« Le confort de la sécurité | Accueil | David citoyen contre Goliath médiatique »

15 janvier 2007

Give war a chance ?

Et si la situation en Irak, avec ces attaques et ces attentats qui ensanglantent la capitale et divisent le pays, étaient en fait favorables aux intérêts américains à court terme, comme aux intérêts irakiens - entre autres - à long terme ? Plusieurs analyses récentes, jugeant l'Irak actuellement en proie à une guerre civile, contiennent des réflexions allant dans ce sens.

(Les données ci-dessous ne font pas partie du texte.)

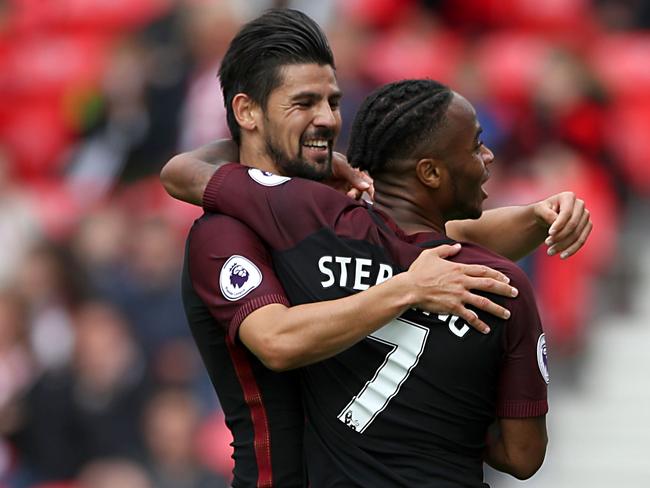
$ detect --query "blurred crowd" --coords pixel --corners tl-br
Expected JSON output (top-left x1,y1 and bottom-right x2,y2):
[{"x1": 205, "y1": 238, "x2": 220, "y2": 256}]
[{"x1": 0, "y1": 0, "x2": 650, "y2": 488}]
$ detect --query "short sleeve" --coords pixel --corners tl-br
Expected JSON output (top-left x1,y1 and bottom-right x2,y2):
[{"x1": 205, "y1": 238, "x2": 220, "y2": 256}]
[
  {"x1": 187, "y1": 214, "x2": 289, "y2": 341},
  {"x1": 497, "y1": 265, "x2": 548, "y2": 418}
]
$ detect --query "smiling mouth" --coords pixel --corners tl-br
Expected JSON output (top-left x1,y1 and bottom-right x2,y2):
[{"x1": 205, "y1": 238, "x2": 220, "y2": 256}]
[{"x1": 302, "y1": 138, "x2": 330, "y2": 151}]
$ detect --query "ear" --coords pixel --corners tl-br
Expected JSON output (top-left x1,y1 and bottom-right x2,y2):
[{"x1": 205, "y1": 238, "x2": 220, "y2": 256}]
[
  {"x1": 415, "y1": 158, "x2": 444, "y2": 189},
  {"x1": 232, "y1": 93, "x2": 261, "y2": 131}
]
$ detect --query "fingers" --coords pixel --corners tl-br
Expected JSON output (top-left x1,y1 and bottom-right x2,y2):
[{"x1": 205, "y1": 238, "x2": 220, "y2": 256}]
[
  {"x1": 424, "y1": 243, "x2": 461, "y2": 259},
  {"x1": 465, "y1": 292, "x2": 510, "y2": 320},
  {"x1": 548, "y1": 192, "x2": 576, "y2": 235},
  {"x1": 549, "y1": 218, "x2": 593, "y2": 259},
  {"x1": 549, "y1": 199, "x2": 586, "y2": 242},
  {"x1": 346, "y1": 188, "x2": 363, "y2": 200},
  {"x1": 546, "y1": 200, "x2": 593, "y2": 259},
  {"x1": 459, "y1": 264, "x2": 510, "y2": 283},
  {"x1": 454, "y1": 307, "x2": 490, "y2": 334},
  {"x1": 464, "y1": 277, "x2": 519, "y2": 302}
]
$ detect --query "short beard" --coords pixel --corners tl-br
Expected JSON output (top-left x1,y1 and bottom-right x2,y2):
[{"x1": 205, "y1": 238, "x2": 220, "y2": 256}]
[{"x1": 265, "y1": 137, "x2": 332, "y2": 181}]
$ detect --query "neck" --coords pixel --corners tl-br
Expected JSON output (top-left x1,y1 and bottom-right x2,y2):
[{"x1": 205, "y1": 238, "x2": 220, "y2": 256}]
[
  {"x1": 374, "y1": 179, "x2": 445, "y2": 234},
  {"x1": 239, "y1": 134, "x2": 282, "y2": 174}
]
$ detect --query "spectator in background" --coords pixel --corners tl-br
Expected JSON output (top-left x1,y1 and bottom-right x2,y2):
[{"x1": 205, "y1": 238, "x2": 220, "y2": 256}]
[
  {"x1": 0, "y1": 291, "x2": 36, "y2": 486},
  {"x1": 143, "y1": 389, "x2": 227, "y2": 488},
  {"x1": 16, "y1": 242, "x2": 86, "y2": 370},
  {"x1": 18, "y1": 302, "x2": 148, "y2": 480},
  {"x1": 74, "y1": 458, "x2": 152, "y2": 488},
  {"x1": 0, "y1": 145, "x2": 41, "y2": 288}
]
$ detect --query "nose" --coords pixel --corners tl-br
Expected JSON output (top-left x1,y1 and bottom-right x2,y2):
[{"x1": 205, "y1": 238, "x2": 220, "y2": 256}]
[
  {"x1": 314, "y1": 101, "x2": 340, "y2": 128},
  {"x1": 482, "y1": 145, "x2": 494, "y2": 166}
]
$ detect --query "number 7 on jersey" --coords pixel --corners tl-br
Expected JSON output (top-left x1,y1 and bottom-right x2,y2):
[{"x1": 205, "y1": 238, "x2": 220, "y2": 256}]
[{"x1": 338, "y1": 318, "x2": 429, "y2": 433}]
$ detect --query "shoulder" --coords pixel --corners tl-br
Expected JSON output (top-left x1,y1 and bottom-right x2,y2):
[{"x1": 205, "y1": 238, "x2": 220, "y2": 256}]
[
  {"x1": 458, "y1": 242, "x2": 530, "y2": 287},
  {"x1": 188, "y1": 212, "x2": 266, "y2": 253}
]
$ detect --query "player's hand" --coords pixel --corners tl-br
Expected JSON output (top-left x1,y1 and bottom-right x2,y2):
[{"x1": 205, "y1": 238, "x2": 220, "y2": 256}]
[
  {"x1": 325, "y1": 152, "x2": 375, "y2": 200},
  {"x1": 534, "y1": 191, "x2": 593, "y2": 259},
  {"x1": 408, "y1": 244, "x2": 518, "y2": 334}
]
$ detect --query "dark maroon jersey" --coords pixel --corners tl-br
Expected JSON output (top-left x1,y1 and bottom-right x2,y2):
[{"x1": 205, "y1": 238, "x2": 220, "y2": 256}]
[
  {"x1": 183, "y1": 214, "x2": 306, "y2": 488},
  {"x1": 204, "y1": 165, "x2": 548, "y2": 488}
]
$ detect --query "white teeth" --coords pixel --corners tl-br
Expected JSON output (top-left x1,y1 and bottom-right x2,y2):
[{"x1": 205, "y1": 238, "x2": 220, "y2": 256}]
[{"x1": 303, "y1": 139, "x2": 328, "y2": 149}]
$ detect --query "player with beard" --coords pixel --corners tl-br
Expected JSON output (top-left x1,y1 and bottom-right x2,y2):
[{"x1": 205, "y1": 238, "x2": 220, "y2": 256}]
[
  {"x1": 182, "y1": 80, "x2": 548, "y2": 488},
  {"x1": 163, "y1": 10, "x2": 584, "y2": 487}
]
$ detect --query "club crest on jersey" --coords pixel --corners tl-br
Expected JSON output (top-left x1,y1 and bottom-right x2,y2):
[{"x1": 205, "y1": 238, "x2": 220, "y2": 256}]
[
  {"x1": 537, "y1": 334, "x2": 550, "y2": 384},
  {"x1": 248, "y1": 168, "x2": 291, "y2": 186},
  {"x1": 219, "y1": 255, "x2": 262, "y2": 302}
]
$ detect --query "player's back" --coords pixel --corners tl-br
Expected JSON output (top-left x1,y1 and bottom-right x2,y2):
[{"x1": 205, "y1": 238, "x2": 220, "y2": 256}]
[
  {"x1": 182, "y1": 214, "x2": 306, "y2": 488},
  {"x1": 199, "y1": 166, "x2": 547, "y2": 488},
  {"x1": 274, "y1": 231, "x2": 521, "y2": 487}
]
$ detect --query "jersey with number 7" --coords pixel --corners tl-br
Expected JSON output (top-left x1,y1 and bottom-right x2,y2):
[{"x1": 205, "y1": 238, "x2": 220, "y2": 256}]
[{"x1": 204, "y1": 165, "x2": 548, "y2": 488}]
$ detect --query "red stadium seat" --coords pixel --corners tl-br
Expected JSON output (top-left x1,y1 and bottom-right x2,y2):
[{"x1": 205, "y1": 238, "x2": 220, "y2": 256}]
[
  {"x1": 11, "y1": 0, "x2": 171, "y2": 34},
  {"x1": 364, "y1": 30, "x2": 463, "y2": 84},
  {"x1": 0, "y1": 35, "x2": 108, "y2": 98},
  {"x1": 443, "y1": 0, "x2": 594, "y2": 36},
  {"x1": 606, "y1": 99, "x2": 650, "y2": 196},
  {"x1": 475, "y1": 32, "x2": 552, "y2": 103},
  {"x1": 589, "y1": 33, "x2": 650, "y2": 104}
]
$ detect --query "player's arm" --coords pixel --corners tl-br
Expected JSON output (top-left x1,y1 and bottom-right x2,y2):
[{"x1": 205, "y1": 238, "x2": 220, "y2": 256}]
[
  {"x1": 484, "y1": 264, "x2": 549, "y2": 479},
  {"x1": 187, "y1": 215, "x2": 510, "y2": 371},
  {"x1": 160, "y1": 139, "x2": 239, "y2": 206},
  {"x1": 484, "y1": 416, "x2": 548, "y2": 480},
  {"x1": 239, "y1": 245, "x2": 509, "y2": 371},
  {"x1": 446, "y1": 192, "x2": 592, "y2": 261},
  {"x1": 160, "y1": 139, "x2": 373, "y2": 205}
]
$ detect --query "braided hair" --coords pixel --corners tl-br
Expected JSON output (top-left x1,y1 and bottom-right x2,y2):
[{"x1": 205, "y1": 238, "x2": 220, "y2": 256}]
[{"x1": 347, "y1": 79, "x2": 453, "y2": 175}]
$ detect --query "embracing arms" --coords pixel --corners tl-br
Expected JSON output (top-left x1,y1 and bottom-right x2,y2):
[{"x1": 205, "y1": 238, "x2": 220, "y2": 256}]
[
  {"x1": 239, "y1": 245, "x2": 512, "y2": 371},
  {"x1": 160, "y1": 140, "x2": 592, "y2": 261},
  {"x1": 484, "y1": 416, "x2": 548, "y2": 480}
]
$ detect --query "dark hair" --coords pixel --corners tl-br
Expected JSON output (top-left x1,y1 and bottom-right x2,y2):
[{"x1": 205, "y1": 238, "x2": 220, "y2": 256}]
[
  {"x1": 219, "y1": 9, "x2": 335, "y2": 144},
  {"x1": 348, "y1": 80, "x2": 453, "y2": 175}
]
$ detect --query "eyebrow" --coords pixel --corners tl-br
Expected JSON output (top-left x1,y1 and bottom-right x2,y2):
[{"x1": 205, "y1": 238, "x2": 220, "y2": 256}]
[{"x1": 291, "y1": 90, "x2": 343, "y2": 100}]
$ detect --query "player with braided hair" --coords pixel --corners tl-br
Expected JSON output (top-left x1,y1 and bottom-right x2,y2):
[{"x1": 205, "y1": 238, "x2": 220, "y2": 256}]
[
  {"x1": 348, "y1": 80, "x2": 452, "y2": 174},
  {"x1": 180, "y1": 80, "x2": 548, "y2": 488},
  {"x1": 161, "y1": 10, "x2": 585, "y2": 488}
]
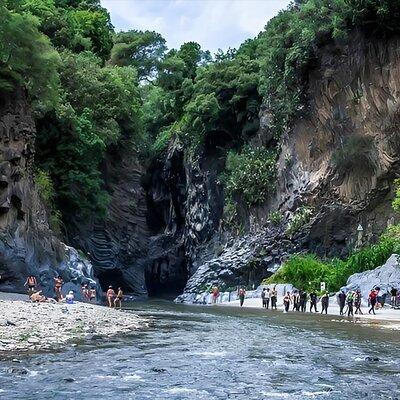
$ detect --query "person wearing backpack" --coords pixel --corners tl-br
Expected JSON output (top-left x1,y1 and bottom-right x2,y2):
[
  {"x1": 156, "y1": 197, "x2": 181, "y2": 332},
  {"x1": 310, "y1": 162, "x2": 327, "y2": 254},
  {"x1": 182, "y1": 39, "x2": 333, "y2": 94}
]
[
  {"x1": 368, "y1": 289, "x2": 378, "y2": 315},
  {"x1": 346, "y1": 290, "x2": 354, "y2": 317},
  {"x1": 338, "y1": 290, "x2": 347, "y2": 315}
]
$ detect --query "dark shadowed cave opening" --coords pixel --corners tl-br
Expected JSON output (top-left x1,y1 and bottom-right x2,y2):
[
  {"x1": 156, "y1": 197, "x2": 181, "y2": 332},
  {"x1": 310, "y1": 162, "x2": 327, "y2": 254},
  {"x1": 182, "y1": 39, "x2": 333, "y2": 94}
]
[
  {"x1": 96, "y1": 269, "x2": 123, "y2": 292},
  {"x1": 145, "y1": 258, "x2": 188, "y2": 297}
]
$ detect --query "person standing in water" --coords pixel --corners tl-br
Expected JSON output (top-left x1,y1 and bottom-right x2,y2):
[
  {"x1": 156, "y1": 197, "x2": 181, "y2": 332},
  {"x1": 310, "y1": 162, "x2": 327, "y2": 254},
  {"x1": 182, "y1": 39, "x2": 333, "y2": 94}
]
[
  {"x1": 390, "y1": 287, "x2": 397, "y2": 308},
  {"x1": 346, "y1": 290, "x2": 354, "y2": 317},
  {"x1": 300, "y1": 290, "x2": 307, "y2": 312},
  {"x1": 239, "y1": 288, "x2": 246, "y2": 307},
  {"x1": 270, "y1": 286, "x2": 278, "y2": 310},
  {"x1": 24, "y1": 275, "x2": 37, "y2": 295},
  {"x1": 354, "y1": 290, "x2": 363, "y2": 315},
  {"x1": 106, "y1": 285, "x2": 115, "y2": 308},
  {"x1": 54, "y1": 275, "x2": 64, "y2": 301},
  {"x1": 114, "y1": 288, "x2": 124, "y2": 309},
  {"x1": 261, "y1": 288, "x2": 267, "y2": 308},
  {"x1": 338, "y1": 290, "x2": 346, "y2": 315},
  {"x1": 283, "y1": 292, "x2": 292, "y2": 313},
  {"x1": 211, "y1": 286, "x2": 219, "y2": 304},
  {"x1": 321, "y1": 292, "x2": 329, "y2": 314},
  {"x1": 368, "y1": 289, "x2": 378, "y2": 315},
  {"x1": 310, "y1": 292, "x2": 318, "y2": 312}
]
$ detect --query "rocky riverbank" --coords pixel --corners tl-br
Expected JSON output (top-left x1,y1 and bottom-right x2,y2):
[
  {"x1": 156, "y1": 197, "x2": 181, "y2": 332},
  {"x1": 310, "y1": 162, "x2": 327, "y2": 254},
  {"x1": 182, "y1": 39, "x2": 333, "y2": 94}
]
[{"x1": 0, "y1": 294, "x2": 146, "y2": 356}]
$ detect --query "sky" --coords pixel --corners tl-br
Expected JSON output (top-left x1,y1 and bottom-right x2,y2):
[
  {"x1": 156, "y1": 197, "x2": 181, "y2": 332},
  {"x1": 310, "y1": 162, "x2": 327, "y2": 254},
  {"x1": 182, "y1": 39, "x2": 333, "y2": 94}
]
[{"x1": 101, "y1": 0, "x2": 290, "y2": 53}]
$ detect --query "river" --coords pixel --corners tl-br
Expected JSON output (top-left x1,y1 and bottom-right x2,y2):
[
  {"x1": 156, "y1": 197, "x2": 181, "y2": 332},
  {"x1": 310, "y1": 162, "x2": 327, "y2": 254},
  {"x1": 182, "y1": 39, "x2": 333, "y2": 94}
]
[{"x1": 0, "y1": 301, "x2": 400, "y2": 400}]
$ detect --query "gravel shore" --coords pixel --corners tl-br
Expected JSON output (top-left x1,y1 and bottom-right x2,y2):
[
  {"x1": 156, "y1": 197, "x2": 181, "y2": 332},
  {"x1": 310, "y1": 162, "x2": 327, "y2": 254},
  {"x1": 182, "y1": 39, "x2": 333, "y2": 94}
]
[
  {"x1": 217, "y1": 298, "x2": 400, "y2": 330},
  {"x1": 0, "y1": 294, "x2": 146, "y2": 355}
]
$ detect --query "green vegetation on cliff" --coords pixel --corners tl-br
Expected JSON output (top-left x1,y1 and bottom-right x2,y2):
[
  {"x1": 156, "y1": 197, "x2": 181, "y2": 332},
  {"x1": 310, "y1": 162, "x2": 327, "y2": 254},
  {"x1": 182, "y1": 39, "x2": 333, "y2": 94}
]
[{"x1": 0, "y1": 0, "x2": 400, "y2": 233}]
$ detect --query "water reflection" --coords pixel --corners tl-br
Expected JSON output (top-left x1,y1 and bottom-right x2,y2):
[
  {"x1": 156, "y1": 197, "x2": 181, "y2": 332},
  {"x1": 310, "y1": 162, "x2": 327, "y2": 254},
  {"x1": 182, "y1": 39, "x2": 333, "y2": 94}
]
[{"x1": 0, "y1": 302, "x2": 400, "y2": 400}]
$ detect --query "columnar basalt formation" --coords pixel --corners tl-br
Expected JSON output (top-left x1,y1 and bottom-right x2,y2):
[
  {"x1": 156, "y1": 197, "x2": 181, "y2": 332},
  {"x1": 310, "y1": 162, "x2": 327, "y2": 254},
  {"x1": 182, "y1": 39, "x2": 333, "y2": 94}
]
[{"x1": 0, "y1": 91, "x2": 96, "y2": 296}]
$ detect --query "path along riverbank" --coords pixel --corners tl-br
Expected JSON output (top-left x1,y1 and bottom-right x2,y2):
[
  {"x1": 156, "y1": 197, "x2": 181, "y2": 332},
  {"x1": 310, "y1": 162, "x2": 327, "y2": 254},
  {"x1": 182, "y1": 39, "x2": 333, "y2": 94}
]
[
  {"x1": 217, "y1": 298, "x2": 400, "y2": 330},
  {"x1": 0, "y1": 293, "x2": 147, "y2": 356}
]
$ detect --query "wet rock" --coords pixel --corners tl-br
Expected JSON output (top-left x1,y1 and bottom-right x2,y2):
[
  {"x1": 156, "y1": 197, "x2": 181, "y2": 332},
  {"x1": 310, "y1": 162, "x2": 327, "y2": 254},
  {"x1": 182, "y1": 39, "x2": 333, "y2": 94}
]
[
  {"x1": 7, "y1": 367, "x2": 29, "y2": 375},
  {"x1": 151, "y1": 367, "x2": 167, "y2": 373}
]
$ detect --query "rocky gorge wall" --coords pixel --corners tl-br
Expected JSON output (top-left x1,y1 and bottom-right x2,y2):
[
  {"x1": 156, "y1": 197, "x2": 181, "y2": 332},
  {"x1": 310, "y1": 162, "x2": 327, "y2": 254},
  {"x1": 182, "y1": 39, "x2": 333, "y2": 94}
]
[
  {"x1": 174, "y1": 32, "x2": 400, "y2": 302},
  {"x1": 0, "y1": 32, "x2": 400, "y2": 302},
  {"x1": 0, "y1": 91, "x2": 97, "y2": 296}
]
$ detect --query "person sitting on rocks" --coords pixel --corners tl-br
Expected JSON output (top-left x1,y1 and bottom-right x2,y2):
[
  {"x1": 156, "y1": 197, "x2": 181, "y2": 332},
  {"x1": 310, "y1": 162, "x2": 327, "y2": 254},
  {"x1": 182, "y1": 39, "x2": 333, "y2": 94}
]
[
  {"x1": 106, "y1": 285, "x2": 115, "y2": 308},
  {"x1": 114, "y1": 288, "x2": 124, "y2": 308}
]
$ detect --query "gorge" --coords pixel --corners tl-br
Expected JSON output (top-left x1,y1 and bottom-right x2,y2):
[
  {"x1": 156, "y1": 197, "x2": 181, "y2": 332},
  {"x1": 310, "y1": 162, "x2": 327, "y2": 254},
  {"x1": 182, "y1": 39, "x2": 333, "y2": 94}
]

D'une part, Edward Luttwak affirme dans le Los Angeles Times que la nature artificielle de l'Etat irakien est la cause de ses violences internes et que la communauté internationale, avec un cynisme appuyé mais aussi un certain réalisme, devrait s'en écarter :

That is the mistake that the U.S. and its allies are now making by interfering with Iraq's civil war. They should disengage their troops from populated areas as much as possible, give up the intrusive checkpoints and patrols that are failing to contain the violence anyway and abandon the futile effort to build up military and police forces that are national only in name.
Some U.S. and allied forces still will be needed in remote desert bases to safeguard Iraq from foreign invasion, with some left to hold the Baghdad Green Zone. But for the rest, strict noninterference should be the rule. The sooner the Kurds, Sunni, Shiites, Turkmen and smaller minorities can define their own natural and stable boundaries within which they feel safe, the sooner the violence will come to an end.
Iraq's civil war is no different from the British, Swiss or American internal wars. It too should be allowed to bring peace.

Sîl est exact que les affrontements intercommunautaires et les déplacements de population qui s'ensuivent sont une manière de rendre possible la paix en supprimant une cause majeure de conflit, le raisonnement de Luttwak se heure au fait que l'Irak n'est pas le seul Etat artificiel issu des découpages coloniaux et que son reformatage impliquerait également celui du Moyen Orient.

Mais justement, pareil tumulte ne serait pas nécessairement contraire aux intérêts américains. Dans l'Asia Times, Spengler réfute toute idée de déclin américain et montre au contraire la position toujours centrale des Etats-Unis, notamment pour leur rôle déterminant dans la croissance économique mondiale et pour les convergences d'intérêts que cela entraîne :

For the past three years I have argued that the inner logic of ethnic decline would shape the United States' Iraq policy, rather than the messianic social engineering that temporarily turned the Bush administration's brains into pulled pork. Civil war and partition, de facto or de jure, would turn Iraq's potential for violence inward. Unpleasant as this might be for Iraq, it would be good for US interests, as I wrote on January 21, 2004:
A devilish thought is forming in the back of the American mind: which is better, to have Iraqis shooting at American soldiers, or at each other? During the Cold War, Moscow stood to gain from instability, and Washington sought to stabilize allied regimes (Iran being the exception that proved the rule). Now, with no strategic competitor, America can pick up the pieces at its leisure. As in finance, volatility favors the player with the most options.
Last week was not a good one for America's detractors. The price of oil fell to US$56 a barrel. The same financial markets that swooned in July while Israel fought Hezbollah have forgotten the meaning of risk. The question the world should ask George W Bush is, "If you so dumb, how come you ain't poor"? The US economy and US markets are looking more buoyant than ever.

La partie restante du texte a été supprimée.